In 2015, Warwick SU was under spotlight for barring Maryam Namazie from speaking on campus.
In 2015, Warwick SU was under the spotlight for barring Maryam Namazie from speaking on campus. Namazie is an Iranian secular political activist and campaigner; she is vocal against religious ideologies, especially Islam. A highly controversial decision, many were quick to call out Warwick for its culture of censorship. Criticising ideas is not the same as inciting hatred but it seems that in practice student unions across the UK have struggled in differentiating between the two. In the end, the decision to disinvite her was reversed with the SU citing procedural errors as the reason for the initial ban.
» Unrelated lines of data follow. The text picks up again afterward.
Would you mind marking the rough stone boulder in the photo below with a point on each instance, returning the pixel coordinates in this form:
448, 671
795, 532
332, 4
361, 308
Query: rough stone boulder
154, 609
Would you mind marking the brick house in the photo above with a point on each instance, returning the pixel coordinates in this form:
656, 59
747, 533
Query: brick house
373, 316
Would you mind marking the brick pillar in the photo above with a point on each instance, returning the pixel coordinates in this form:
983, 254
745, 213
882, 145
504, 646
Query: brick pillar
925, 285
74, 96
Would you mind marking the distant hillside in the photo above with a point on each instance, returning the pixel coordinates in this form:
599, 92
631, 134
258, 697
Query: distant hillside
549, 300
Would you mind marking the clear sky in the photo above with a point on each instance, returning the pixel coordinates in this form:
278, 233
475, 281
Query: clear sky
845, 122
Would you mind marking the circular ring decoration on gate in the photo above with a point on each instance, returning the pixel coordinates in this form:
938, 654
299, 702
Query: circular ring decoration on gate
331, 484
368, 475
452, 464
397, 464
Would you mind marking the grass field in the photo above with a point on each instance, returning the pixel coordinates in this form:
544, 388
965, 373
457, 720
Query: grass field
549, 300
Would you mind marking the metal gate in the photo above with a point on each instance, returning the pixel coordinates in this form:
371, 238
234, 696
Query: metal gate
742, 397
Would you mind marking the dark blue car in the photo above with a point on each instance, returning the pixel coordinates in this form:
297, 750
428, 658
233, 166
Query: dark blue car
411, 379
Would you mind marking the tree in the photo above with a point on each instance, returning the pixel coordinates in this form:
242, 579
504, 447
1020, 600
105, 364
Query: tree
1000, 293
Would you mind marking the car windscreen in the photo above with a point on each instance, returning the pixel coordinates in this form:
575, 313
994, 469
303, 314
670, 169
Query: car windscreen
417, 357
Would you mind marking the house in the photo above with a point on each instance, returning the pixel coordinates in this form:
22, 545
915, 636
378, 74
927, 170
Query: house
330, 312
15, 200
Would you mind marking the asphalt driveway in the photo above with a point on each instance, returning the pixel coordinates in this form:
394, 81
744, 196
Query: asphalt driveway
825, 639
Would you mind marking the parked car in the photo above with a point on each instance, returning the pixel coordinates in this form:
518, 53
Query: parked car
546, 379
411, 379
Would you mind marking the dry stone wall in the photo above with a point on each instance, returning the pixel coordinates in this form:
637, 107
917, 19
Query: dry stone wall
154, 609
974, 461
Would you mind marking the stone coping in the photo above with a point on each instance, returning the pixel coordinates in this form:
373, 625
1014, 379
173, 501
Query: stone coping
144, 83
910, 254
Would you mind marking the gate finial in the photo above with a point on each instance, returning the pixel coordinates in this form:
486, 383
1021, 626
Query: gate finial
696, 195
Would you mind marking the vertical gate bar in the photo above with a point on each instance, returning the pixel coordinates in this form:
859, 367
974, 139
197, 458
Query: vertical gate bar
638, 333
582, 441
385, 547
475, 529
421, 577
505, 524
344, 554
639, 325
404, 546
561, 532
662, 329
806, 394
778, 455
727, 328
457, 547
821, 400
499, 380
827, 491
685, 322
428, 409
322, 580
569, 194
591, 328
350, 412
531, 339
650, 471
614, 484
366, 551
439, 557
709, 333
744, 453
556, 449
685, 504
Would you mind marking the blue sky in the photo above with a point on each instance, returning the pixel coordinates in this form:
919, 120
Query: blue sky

On one side, there is the idea of “generation snowflake”. Mollycoddled students living in their own echo chamber, creating a bubble, unable to face the challenges of the real world. However, since students have full access to the external community and the internet, they are not being stopped from listening to certain people if they so desire.
Should the SU be held responsible for any harm caused by speeches held on campus?
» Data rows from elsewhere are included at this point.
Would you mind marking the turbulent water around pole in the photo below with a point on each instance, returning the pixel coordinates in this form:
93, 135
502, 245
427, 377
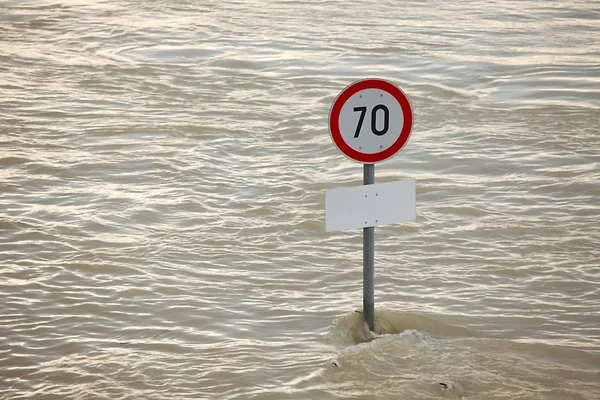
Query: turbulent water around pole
163, 167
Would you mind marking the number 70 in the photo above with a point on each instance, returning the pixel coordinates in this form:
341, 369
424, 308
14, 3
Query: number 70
361, 119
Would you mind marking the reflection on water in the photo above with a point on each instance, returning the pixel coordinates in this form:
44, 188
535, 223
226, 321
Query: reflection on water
162, 180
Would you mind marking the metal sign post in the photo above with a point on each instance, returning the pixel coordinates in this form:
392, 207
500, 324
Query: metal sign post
369, 122
369, 259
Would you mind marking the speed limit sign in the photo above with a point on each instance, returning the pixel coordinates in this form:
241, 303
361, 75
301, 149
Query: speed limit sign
370, 121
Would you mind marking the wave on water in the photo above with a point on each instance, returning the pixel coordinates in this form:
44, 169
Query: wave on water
419, 356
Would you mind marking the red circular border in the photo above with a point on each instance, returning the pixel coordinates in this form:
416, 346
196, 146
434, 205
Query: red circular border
336, 108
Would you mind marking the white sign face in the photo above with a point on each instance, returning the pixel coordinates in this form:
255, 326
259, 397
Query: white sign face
370, 205
371, 121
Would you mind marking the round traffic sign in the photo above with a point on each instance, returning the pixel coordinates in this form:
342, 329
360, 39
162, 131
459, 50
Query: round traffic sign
370, 121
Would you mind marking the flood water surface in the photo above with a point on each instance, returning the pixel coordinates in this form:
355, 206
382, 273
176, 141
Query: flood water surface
163, 168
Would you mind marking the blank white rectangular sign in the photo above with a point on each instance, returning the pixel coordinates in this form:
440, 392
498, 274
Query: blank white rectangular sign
370, 205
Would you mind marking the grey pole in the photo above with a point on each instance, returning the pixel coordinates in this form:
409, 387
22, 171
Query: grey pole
369, 259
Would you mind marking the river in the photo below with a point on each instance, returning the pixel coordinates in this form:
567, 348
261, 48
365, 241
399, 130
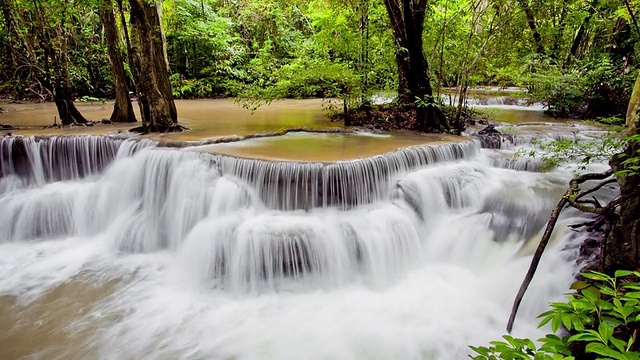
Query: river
119, 248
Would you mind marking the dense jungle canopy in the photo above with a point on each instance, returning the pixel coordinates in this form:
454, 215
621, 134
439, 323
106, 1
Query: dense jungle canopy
578, 56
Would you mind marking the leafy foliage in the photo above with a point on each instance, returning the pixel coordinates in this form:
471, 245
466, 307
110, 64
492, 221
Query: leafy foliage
602, 318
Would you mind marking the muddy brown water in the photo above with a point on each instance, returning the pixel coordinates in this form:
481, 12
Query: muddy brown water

Another point of contention between the two sides was whether by giving a platform to a speaker, you endorse their view. Should the SU be held responsible for any harm caused by speeches held on campus? It is not possible to say that the SU agrees with every individual they invite to speak, but as their primary concern is the welfare of students, it is reasonable to expect them to regulate speakers.
Nevertheless, we cannot ignore the dangers of stifling debate on the larger scale. Here and in the USA we have seen the Trump and Brexit phenomena. People are so out of touch with what their fellow citizens were thinking. Many are scared to dissent from left wing views because this can, and has, led to social ostracisation and doxing. Shunning an environment that encourages honest debate marginalises people which is completely in opposition to what universities want to promote.
Policies like PREVENT have done more to stifle speech at university than the No Platform policy
Personally I believe the biggest threat to free speech at universities does not come from the NUS, but rather the government itself. Policies like PREVENT, aimed at protecting young people from radicalisation, have done more to stifle speech at universities than any No Platform policy. National surveillance issues around the world are much more pertinent issues to our freedom than an SU banning Milo Yiannopoulos from speaking, because his right to speech off-campus has not been affected at all.
To conclude, it should be the student body’s decision who they want to listen to, and we need to nurture a climate where the ‘radical left’ is not stifling debate. Students should feel safe at university but they should also be exposed to a melange of ideas. On this occasion the proposition won the debate, though I am still inclined to agree with the idea that the right to free speech is not a right to an audience.